Fourth, the subcategory ‘equal opportunity and no discrimination’ received a high CR among factory managers, factory workers, olive orchard owners, and orchard workers, showing acceptable working conditions (Table 6). These high values indicate that olive oil production in Guilan province has a good status regarding equal chances and no discrimination. The factory managers group’s CR for the indicator of ‘discrimination in the pay of male and female employees’ was 37.5%, and its actual score was determined to be 2 (Limited).

Furthermore, among factor managers, the indicator of ‘discrimination among farmers in the supply of raw material (olive)’ had a CR of 50%, and its actual score was 3 (Moderate). These low ratings indicate that the indicators in the ‘fair opportunities and no discrimination’ category are moderate, requiring more careful planning by the management to attain a higher level. However, since the sum score of all indicators in an impact subcategory is used to calculate its overall score, its overall status may be good.

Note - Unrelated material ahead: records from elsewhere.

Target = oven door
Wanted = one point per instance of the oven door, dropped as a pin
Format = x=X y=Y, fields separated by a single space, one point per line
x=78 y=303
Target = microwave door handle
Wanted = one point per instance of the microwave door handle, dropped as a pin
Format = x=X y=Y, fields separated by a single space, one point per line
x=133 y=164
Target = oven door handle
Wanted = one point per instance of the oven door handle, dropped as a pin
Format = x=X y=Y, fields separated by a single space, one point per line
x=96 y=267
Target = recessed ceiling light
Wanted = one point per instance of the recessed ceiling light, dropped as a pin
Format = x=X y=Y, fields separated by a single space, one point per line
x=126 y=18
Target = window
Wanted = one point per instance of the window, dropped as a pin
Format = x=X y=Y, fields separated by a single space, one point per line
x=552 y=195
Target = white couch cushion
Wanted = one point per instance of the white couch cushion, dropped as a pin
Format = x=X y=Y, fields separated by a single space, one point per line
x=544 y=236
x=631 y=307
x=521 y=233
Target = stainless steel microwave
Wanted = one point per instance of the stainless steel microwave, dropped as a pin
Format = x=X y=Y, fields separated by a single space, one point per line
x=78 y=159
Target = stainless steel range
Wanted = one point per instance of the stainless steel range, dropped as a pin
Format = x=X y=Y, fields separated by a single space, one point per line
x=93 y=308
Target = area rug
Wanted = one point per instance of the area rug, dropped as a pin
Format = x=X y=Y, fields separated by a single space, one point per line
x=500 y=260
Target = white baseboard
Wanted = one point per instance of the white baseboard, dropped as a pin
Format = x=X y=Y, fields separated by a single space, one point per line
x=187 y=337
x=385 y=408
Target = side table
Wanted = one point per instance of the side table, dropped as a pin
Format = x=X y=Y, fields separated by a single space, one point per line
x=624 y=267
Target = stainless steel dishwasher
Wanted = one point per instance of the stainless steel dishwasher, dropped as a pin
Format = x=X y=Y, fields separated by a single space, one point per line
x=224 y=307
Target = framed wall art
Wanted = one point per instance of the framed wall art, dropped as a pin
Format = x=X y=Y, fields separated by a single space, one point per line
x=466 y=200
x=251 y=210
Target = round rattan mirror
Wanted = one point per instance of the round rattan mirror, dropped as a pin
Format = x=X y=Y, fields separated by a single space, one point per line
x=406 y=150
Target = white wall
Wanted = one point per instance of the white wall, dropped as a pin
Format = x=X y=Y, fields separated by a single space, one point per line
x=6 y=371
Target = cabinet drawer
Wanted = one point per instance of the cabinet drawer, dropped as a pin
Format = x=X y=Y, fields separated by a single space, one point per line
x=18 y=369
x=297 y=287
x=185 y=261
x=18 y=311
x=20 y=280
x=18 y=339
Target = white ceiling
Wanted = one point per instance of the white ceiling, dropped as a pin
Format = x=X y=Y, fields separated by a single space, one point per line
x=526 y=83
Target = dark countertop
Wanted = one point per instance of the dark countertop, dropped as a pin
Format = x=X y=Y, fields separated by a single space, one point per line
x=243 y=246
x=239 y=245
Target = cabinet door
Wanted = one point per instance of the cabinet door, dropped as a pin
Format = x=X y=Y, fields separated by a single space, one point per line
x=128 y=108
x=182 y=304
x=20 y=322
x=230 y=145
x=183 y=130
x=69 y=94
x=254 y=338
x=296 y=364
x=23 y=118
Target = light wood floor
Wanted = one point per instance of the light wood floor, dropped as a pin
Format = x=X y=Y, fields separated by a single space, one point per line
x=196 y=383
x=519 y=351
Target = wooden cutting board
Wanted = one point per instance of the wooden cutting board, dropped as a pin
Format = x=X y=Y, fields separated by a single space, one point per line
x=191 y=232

Three stakeholders have been involved in this impact subcategory ‘discrimination among farmers in the supply of raw material (olive),’ including the factory managers, factory workers, and olive orchard workers. The CRs of this impact subcategory indicator varied from 1.4 to 87.5% (Appendix 2). This social impact subcategory is in a non-optimal condition in the olive oil production cycle considering the low CR of several indicators, such as ‘employee’s permission for membership in associations and collective negotiation with the employer’ in the group of the factory managers (50%), and the low CR of the indicator of ‘employees’ membership in worker unions’ in the group of the factory workers (3.5%) and olive oil orchard workers (1.4%). Also, the CR of the indicator of ‘providing conditions for workers to get acquainted with unions’ for factory workers was low. The CRs of this impact subcategory were also scored 1, 3, or 5 so that out of the seven studied indicators, three indicators were scored 5 (Good), one indicator was scored 3 (Moderate), and three indicators were scored 1 (Unacceptable). PRact was found to be 0.8 for the factory managers, 0.47 for the factory workers, and 0.6 for the olive oil orchard workers (Table 7). PRadj was found to be 0.76 for the factory managers, 0.45 for the factory workers, and 0.57 for the olive oil orchard workers (Table 7). Finally, PSadj was found to be 4 (Good) for the factory managers and 3 (Moderate), for factory workers and olive oil workers (Table 8). These scores mean that we are at the edge of moving toward non-optimal conditions in this impact subcategory, which should be checked and improved by olive oil production cycle officials and policymakers.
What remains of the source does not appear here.